I like what Tommy Noonan writes in his section of this book (one of seven) called “Assumptions.”

“In my opinion, we artists walk around with a myth about our labor, which has two components: one is that we are special unicorns who live outside the normal rules and conditions of capitalism, and the second is that our love of our work precludes our right to be compensated for it. This myth is not only untrue, but it is harmful, because it enables the continuation of an exploitative system – because we carry it around in our heads and it conditions our behavior such that we enter into dubious, quasi-exploitative relationships with one another as artists and collaborators, once again, with the best of intentions. This is not entirely our fault, but it is, to some extent, our responsibility to address.”

Articulating dream, vision, and value openly invites us to examine our myths and beliefs about life, death, creation, community, and ourselves; what we love. I don’t think we can get more relevant than that.

Tommy Noonan: Perhaps one value of Art is that its networks can be a scaffold which takes shape around greater structural problems within society, and therefore a frame through which those problems might be revealed and addressed.

Perhaps it has to do with cultivating the curiosity to show up in other spaces, and not so much to construct new relationships, as to foster the conditions for new relationships to blossom across segregated social networks.

I think “we” can express something useful about value and the arts, even as the multiple unpredictable variables determine art’s social value. What we decide has value reflects infinite expressions and media. Everything has a history, context, or frame, which is vital to artistic expression and relationship. Take Wilson, North Carolina’s whirligig creator, Vollis Simpson, and the grass-roots efforts that emerged as plans to honor and preserve the unique legacy of this artist whose home is their home.  Hearing about the planned park and the story of its creation, and more about Simpson, led me to thinking about what the NEA (National Endowment for the Arts) calls “creative placemaking.” Think of what it means for cities and towns to rally around their best art assets.

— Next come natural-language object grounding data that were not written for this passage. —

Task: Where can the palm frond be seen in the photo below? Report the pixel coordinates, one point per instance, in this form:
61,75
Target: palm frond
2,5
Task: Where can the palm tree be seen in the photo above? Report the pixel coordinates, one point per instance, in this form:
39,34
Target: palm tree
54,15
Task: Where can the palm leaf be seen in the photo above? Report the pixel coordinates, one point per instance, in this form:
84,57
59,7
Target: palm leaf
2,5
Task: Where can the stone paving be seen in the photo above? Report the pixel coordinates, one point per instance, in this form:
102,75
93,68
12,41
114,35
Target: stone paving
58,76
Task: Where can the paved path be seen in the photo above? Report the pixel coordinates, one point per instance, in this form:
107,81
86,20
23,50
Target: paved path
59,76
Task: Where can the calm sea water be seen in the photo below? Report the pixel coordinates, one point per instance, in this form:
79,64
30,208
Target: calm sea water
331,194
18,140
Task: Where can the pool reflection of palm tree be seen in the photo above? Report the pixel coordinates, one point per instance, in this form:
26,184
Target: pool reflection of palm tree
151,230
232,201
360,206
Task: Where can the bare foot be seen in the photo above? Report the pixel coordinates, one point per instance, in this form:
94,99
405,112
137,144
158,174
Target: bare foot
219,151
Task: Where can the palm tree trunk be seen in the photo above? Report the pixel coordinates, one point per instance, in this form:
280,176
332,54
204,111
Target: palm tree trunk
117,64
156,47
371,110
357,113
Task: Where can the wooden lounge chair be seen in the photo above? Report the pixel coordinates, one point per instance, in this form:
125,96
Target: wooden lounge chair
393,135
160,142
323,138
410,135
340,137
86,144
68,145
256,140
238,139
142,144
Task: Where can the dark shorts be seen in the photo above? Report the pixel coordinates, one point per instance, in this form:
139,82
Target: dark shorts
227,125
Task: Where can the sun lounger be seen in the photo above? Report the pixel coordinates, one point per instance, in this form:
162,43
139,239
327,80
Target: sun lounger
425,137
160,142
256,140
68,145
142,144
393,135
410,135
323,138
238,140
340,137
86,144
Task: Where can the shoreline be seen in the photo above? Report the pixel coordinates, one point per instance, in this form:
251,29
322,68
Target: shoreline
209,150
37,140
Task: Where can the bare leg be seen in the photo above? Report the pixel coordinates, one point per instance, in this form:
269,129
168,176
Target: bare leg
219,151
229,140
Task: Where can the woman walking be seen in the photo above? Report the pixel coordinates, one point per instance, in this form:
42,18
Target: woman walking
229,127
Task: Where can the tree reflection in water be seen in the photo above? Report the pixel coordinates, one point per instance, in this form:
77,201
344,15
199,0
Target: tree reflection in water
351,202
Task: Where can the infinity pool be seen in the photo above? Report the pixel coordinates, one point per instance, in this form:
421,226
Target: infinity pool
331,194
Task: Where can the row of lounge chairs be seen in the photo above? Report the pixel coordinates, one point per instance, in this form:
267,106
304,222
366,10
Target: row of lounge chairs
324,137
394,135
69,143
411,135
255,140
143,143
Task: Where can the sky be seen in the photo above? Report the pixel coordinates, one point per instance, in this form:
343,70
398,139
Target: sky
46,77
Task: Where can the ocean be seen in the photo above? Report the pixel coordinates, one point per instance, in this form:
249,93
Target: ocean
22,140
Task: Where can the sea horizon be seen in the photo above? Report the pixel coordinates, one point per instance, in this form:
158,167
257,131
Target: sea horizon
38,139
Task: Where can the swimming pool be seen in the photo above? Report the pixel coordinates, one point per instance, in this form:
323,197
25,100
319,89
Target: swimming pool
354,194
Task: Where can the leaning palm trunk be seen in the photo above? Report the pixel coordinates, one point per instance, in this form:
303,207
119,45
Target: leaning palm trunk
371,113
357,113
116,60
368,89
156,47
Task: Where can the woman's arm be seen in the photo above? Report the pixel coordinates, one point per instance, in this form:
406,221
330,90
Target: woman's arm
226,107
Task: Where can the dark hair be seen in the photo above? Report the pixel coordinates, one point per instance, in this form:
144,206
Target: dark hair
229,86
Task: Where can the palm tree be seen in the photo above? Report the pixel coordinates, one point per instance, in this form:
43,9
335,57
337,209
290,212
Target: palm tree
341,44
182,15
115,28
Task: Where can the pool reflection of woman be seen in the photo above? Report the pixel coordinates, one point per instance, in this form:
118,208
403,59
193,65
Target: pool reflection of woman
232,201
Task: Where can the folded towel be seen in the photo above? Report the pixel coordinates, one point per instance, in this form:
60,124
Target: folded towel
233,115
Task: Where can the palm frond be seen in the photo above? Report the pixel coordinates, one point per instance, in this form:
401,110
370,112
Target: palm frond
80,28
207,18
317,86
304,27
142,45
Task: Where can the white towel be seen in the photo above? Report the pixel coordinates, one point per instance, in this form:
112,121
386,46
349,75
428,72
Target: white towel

When motivation surges, we honor art and local history that we value. Creation and community mean something that can be defined and expressed.

Saxapahaw draws diverse people together to celebrate, inspire, and be inspired. The history of this area is known by some, such as Wally Quakenbush, a man worth anyone’s time to meet and listen to, and the Museum is ready to receive anyone who wants to follow the trail of pictures, stories, news bits, artifacts, media, and narratives of all kinds. We all have the opportunity to more consciously contribute our own energy and narrative, what we value, to this place we love. Just look and listen.


Tommy Noonan articulates two basic conclusions he came to throughout the course of the Culture Mill conversation series.  First, there are no easy answers to any of the questions or topics of discussion; second, the operative characteristic in being a professional artist, of addressing questions of labor value, or of confronting the reality of a segregated arts community, is commitment.

Our choices reveal what we value. How do I (and we) encourage courage to be honest about what we value and why, what we contribute every moment to life and each other? As Tommy Noonan put it, “One is either committed to these questions or not; one either advocates for ethical practices or they do not; one either shows up in Other spaces, or they don’t.” Each thoughtful addition and insight about what we truly value enriches us in ways that we may not recognize until much more water flows under the Haw River Bridge.

Art, like any garden, is not accidental and often surprises.